On Productivity

While at When Words Collide, I took in Kevin J. Anderson’s workshop on how to be a productive writer. I’ve been feeling a tad unproductive of late. Evidently, that wasn’t a unique feeling amongst my peers, as that room was packed.

There was the usual advice: Butt in seat, hands on keyboard; dare to be bad (in first drafts); set goals and stick to them kind of stuff. A few things really stood out for me however. First was Anderson’s breakdown of the time it takes to write a novel. If a writer works on one book a year, writing around a day job, a few hours each day, he came up with the figure of 520 hours to complete drafting and revising the novel. Anderson writes full time, 8 hours a day, 7 days a week. That means he reaches his 520 hours in 9 weeks. On his schedule that allows him to produce 5-6 books a year.

Not everyone is in a position to lose the day job, or commit those 8 hours a day on top of their job, but it did get me thinking. One of the things Anderson does is work on multiple projects at the same time. This is good because there are many stages to completing a book: research, outlining, drafting, revision, and then once the book has been sold, there is the substantive edit, copy edit, page proofs, and finally touring and promotion.

Not all of these are as much fun as the others, and every writer is different. Some hate drafting and can’t wait to have something to revise. Others, myself included, love discovering a book, and find edits to be like having teeth pulled.

So why have I been feeling so unproductive? I feel like I’ve been editing for the last two years solid. I had gone through a flurry of drafting, had several projects on the go, but then came the time to polish them up and send them out. Thunder Road was as good as I was going to make it at the time, and out on submission. I had revised the first manuscript I’d ever finished (an epic fantasy) and sent it out to the Angry Robot open novel call. Meanwhile I had the sequel to Thunder Road, another urban fantasy and a sword and sorcery novel in various stages of completion. I figured I should get one of them ready (the sword and sorcery was much closer than either of the UFs at this point) and then I sold Thunder Road

Since Thunder Road was a part of a two book deal, my decision on which project to work on was made for me. The sequel, Tombstone Blues, was due to be published Fall 2013, which means I have to turn it in this fall. Unfortunately for me, I drafted Tombstone Blues immediately after Thunder Road. You’d think it would be a fortunately, and it is, but with caveat: while it’s great to have that finished draft to work with, and if I didn’t have it, there’s no way that I’d have the two books coming out so closely together, it also means that I’m working with writing that is now almost three years old–and I like to think my prose is better now than it was then.

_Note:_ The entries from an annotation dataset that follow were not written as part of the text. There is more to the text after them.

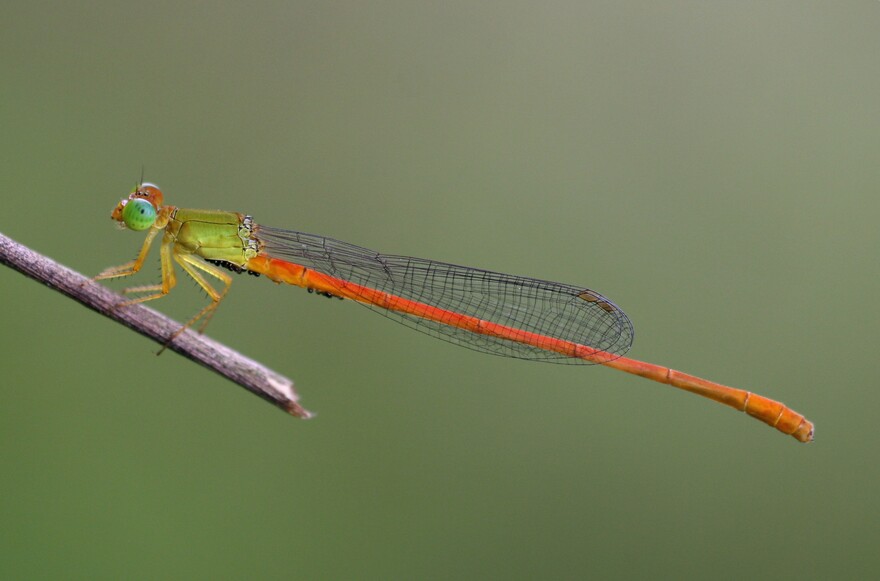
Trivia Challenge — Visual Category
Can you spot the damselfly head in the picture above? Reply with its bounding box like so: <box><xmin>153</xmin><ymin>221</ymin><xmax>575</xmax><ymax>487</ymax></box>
<box><xmin>110</xmin><ymin>183</ymin><xmax>162</xmax><ymax>230</ymax></box>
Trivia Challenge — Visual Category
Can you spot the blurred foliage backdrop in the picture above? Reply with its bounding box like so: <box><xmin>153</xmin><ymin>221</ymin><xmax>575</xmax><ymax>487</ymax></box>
<box><xmin>0</xmin><ymin>0</ymin><xmax>880</xmax><ymax>579</ymax></box>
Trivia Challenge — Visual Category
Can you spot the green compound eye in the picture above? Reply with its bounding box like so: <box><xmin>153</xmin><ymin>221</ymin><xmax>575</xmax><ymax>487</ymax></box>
<box><xmin>122</xmin><ymin>198</ymin><xmax>156</xmax><ymax>230</ymax></box>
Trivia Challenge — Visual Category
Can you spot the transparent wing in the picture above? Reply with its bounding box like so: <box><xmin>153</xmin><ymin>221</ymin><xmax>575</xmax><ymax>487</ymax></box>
<box><xmin>256</xmin><ymin>226</ymin><xmax>633</xmax><ymax>363</ymax></box>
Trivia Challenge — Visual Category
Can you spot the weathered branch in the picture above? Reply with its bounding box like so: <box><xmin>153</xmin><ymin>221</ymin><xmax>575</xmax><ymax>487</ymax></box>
<box><xmin>0</xmin><ymin>233</ymin><xmax>312</xmax><ymax>418</ymax></box>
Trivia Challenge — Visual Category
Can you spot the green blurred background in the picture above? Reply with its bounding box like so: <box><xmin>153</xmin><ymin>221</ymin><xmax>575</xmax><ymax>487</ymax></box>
<box><xmin>0</xmin><ymin>0</ymin><xmax>880</xmax><ymax>579</ymax></box>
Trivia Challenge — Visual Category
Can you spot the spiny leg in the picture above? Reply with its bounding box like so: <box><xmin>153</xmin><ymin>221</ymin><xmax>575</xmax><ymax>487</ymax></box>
<box><xmin>168</xmin><ymin>252</ymin><xmax>232</xmax><ymax>343</ymax></box>
<box><xmin>92</xmin><ymin>226</ymin><xmax>165</xmax><ymax>280</ymax></box>
<box><xmin>118</xmin><ymin>233</ymin><xmax>177</xmax><ymax>307</ymax></box>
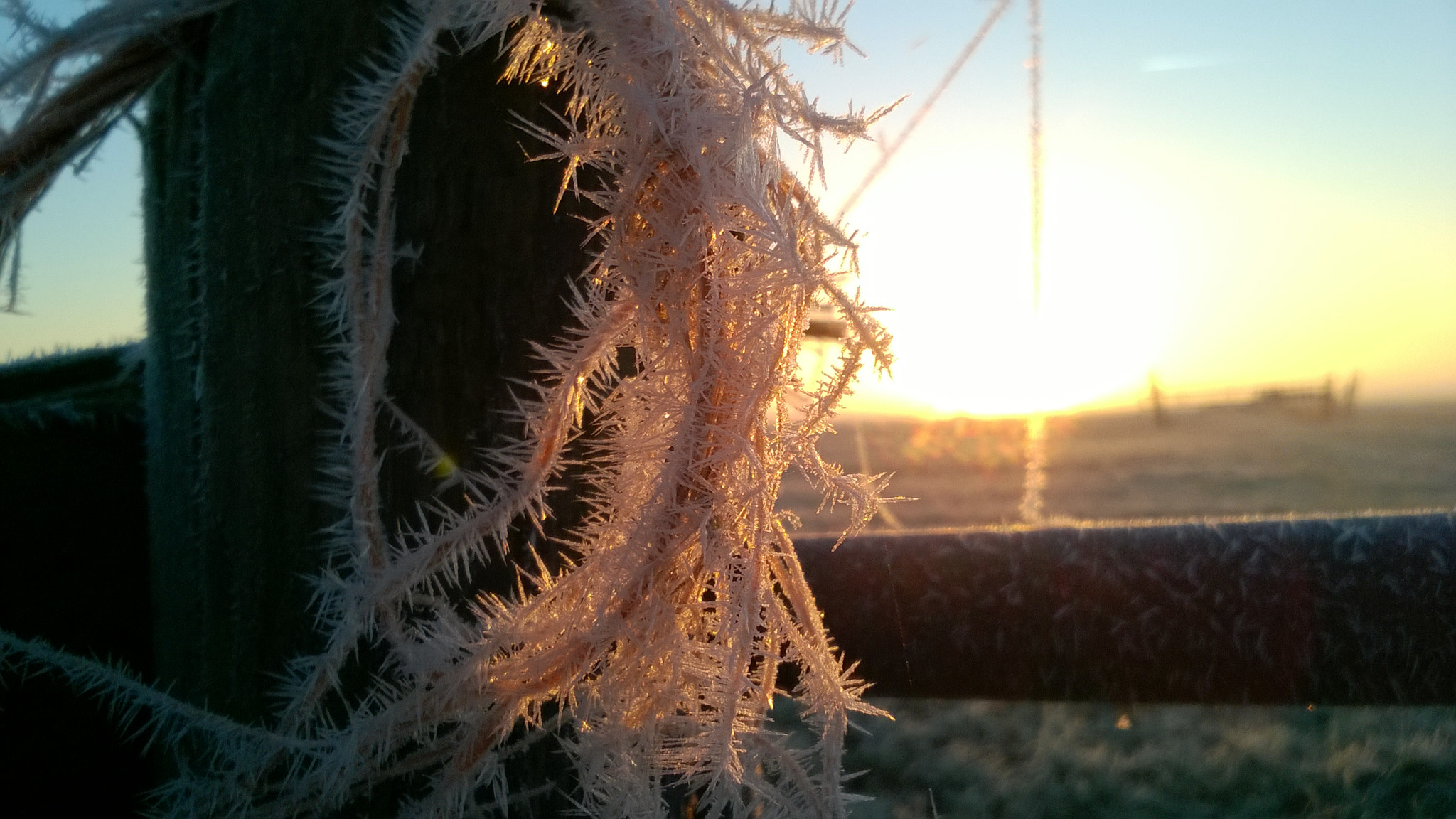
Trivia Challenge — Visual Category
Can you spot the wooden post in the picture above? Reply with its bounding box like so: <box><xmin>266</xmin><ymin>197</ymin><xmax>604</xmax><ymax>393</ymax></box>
<box><xmin>144</xmin><ymin>0</ymin><xmax>587</xmax><ymax>815</ymax></box>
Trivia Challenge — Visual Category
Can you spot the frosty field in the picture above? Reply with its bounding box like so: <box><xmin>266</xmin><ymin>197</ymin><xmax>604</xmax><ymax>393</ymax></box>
<box><xmin>782</xmin><ymin>405</ymin><xmax>1456</xmax><ymax>819</ymax></box>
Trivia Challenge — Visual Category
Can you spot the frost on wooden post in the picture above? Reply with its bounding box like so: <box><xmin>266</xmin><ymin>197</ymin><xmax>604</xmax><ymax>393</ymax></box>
<box><xmin>3</xmin><ymin>0</ymin><xmax>889</xmax><ymax>818</ymax></box>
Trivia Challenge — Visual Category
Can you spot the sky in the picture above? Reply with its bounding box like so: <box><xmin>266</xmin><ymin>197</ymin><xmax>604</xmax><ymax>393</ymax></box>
<box><xmin>0</xmin><ymin>0</ymin><xmax>1456</xmax><ymax>415</ymax></box>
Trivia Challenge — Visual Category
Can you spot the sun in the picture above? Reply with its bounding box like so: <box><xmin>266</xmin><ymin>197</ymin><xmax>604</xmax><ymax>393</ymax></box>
<box><xmin>827</xmin><ymin>156</ymin><xmax>1197</xmax><ymax>415</ymax></box>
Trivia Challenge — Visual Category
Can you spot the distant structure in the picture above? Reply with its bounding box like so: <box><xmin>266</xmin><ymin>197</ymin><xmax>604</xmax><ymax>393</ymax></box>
<box><xmin>1147</xmin><ymin>373</ymin><xmax>1360</xmax><ymax>427</ymax></box>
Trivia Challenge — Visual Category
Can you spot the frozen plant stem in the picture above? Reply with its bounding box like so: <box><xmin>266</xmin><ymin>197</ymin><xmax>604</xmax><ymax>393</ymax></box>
<box><xmin>3</xmin><ymin>0</ymin><xmax>889</xmax><ymax>819</ymax></box>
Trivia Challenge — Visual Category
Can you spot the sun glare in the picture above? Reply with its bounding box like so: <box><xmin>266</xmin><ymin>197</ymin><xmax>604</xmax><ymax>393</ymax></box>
<box><xmin>850</xmin><ymin>156</ymin><xmax>1195</xmax><ymax>415</ymax></box>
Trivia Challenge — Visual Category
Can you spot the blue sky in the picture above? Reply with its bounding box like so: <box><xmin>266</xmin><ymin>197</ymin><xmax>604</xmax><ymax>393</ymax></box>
<box><xmin>0</xmin><ymin>0</ymin><xmax>1456</xmax><ymax>414</ymax></box>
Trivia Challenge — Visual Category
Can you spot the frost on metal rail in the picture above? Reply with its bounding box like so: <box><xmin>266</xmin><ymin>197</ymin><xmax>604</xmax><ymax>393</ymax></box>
<box><xmin>796</xmin><ymin>513</ymin><xmax>1456</xmax><ymax>705</ymax></box>
<box><xmin>0</xmin><ymin>347</ymin><xmax>1456</xmax><ymax>705</ymax></box>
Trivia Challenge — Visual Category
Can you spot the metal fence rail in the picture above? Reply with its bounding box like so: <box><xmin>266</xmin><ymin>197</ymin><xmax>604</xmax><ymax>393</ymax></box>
<box><xmin>796</xmin><ymin>515</ymin><xmax>1456</xmax><ymax>704</ymax></box>
<box><xmin>11</xmin><ymin>347</ymin><xmax>1456</xmax><ymax>704</ymax></box>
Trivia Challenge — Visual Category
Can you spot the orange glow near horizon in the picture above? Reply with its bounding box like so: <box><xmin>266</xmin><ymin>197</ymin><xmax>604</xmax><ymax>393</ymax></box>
<box><xmin>809</xmin><ymin>126</ymin><xmax>1456</xmax><ymax>417</ymax></box>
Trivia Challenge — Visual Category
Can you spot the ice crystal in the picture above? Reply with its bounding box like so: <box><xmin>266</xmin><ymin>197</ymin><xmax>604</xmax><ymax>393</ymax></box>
<box><xmin>0</xmin><ymin>0</ymin><xmax>889</xmax><ymax>819</ymax></box>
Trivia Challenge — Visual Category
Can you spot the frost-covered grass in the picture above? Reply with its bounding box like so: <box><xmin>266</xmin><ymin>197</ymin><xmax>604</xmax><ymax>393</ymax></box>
<box><xmin>846</xmin><ymin>700</ymin><xmax>1456</xmax><ymax>819</ymax></box>
<box><xmin>779</xmin><ymin>405</ymin><xmax>1456</xmax><ymax>819</ymax></box>
<box><xmin>781</xmin><ymin>405</ymin><xmax>1456</xmax><ymax>532</ymax></box>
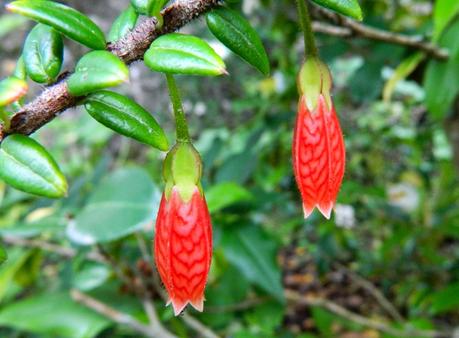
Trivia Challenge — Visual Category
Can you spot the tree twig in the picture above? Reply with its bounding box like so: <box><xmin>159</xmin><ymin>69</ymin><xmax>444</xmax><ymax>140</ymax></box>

So that means more revisions.

As I said, not my favourite part of the process. Looking back, I see the only new words I’ve written since selling Thunder Road have been added sentences or scenes here and there to existing manuscripts and a few new short stories–mostly written for specific anthologies (and I found myself scrambling to make those deadlines). I have felt a profound inertia in starting anything new, because there are so many words already written that await my attention.

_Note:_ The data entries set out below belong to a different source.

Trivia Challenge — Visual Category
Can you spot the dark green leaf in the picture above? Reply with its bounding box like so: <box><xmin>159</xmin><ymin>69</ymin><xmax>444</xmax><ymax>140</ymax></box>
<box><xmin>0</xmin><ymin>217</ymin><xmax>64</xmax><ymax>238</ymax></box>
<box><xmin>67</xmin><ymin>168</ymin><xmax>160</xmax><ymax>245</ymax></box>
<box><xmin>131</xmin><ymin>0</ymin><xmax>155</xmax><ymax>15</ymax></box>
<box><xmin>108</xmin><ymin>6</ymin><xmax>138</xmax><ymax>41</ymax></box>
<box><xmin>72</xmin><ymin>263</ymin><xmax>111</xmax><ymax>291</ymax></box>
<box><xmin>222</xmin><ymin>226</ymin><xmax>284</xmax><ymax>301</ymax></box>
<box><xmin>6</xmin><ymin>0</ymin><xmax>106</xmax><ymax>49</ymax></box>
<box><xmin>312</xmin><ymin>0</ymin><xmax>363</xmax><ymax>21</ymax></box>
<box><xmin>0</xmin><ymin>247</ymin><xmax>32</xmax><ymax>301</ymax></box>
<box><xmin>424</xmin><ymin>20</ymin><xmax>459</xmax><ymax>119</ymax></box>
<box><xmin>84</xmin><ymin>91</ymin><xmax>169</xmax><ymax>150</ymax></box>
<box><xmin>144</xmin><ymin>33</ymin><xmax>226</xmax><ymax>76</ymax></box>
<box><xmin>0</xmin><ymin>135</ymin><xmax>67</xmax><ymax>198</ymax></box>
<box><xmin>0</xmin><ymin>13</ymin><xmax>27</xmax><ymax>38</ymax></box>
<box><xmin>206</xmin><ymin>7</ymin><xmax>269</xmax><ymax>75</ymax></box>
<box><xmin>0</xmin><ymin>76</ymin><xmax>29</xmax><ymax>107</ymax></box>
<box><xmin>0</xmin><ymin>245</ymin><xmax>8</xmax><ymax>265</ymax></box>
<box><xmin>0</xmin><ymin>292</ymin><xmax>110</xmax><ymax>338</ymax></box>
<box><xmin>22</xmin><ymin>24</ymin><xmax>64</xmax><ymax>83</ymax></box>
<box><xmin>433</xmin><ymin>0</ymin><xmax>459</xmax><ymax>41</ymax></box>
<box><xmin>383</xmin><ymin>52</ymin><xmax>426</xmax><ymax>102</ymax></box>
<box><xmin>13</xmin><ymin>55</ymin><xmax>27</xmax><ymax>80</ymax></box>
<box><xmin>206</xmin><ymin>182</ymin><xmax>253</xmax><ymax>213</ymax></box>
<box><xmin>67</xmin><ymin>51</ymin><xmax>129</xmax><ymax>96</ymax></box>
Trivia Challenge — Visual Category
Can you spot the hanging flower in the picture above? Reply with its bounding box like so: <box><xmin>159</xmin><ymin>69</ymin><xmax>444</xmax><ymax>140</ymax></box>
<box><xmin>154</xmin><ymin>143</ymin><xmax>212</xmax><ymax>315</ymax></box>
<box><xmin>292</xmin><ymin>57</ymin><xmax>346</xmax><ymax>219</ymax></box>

There have been a number of other distractions to my writing life too. I’ve had to undergo physiotherapy for a pinched nerve in my neck and tennis elbow. I’ve had to watch how I work, and pay attention to the signals my body is giving me. I needed to have a website. I needed to get on social media (something I’d avoided like the plague up until recently). All little big things that will enhance my writing career but do nothing to enhance my writing (and yes, I’m quite aware of the irony in complaining about these distractions while I write a blog post for my website that will then be tweeted and facebooked, thank you).

But these are necessary things and I’m glad that I’ve learned them. What is even more necessary is for me to now learn to reconcile them with my writing time. And to find a way to put new words down no matter what. It used to feel so easy. And it was. I had a routine that worked, and worked well. Until I broke that routine. But I’m going to get it back.

One piece of advice that Kevin J. Anderson gave came from one of my writing heroes: Roger Zelazny, and that advice was “write two sentences.” If you do, it’s two sentences more than you had before. If you write two sentences, chances are you won’t stop there.

So if you’ll excuse me, I have two sentences to write…

2 thoughts on “On Productivity

  1. I know the dominant style taught by everyone who teaches anything about writing is always; rewrite, rewrite, rewrite. Happily I have never been taught how to write, never went to a workshop, never attended a class and everyone of my books was sent to the publisher upon completion of the first draft. I end up working with an editor before publication, but that usually is quite easy. I don’t demand that “not a hair on my baby’s head be touched.” Editors can see things that I miss. Thought I’d offer this to you. If it helps use it, if it doesn’t ignore it.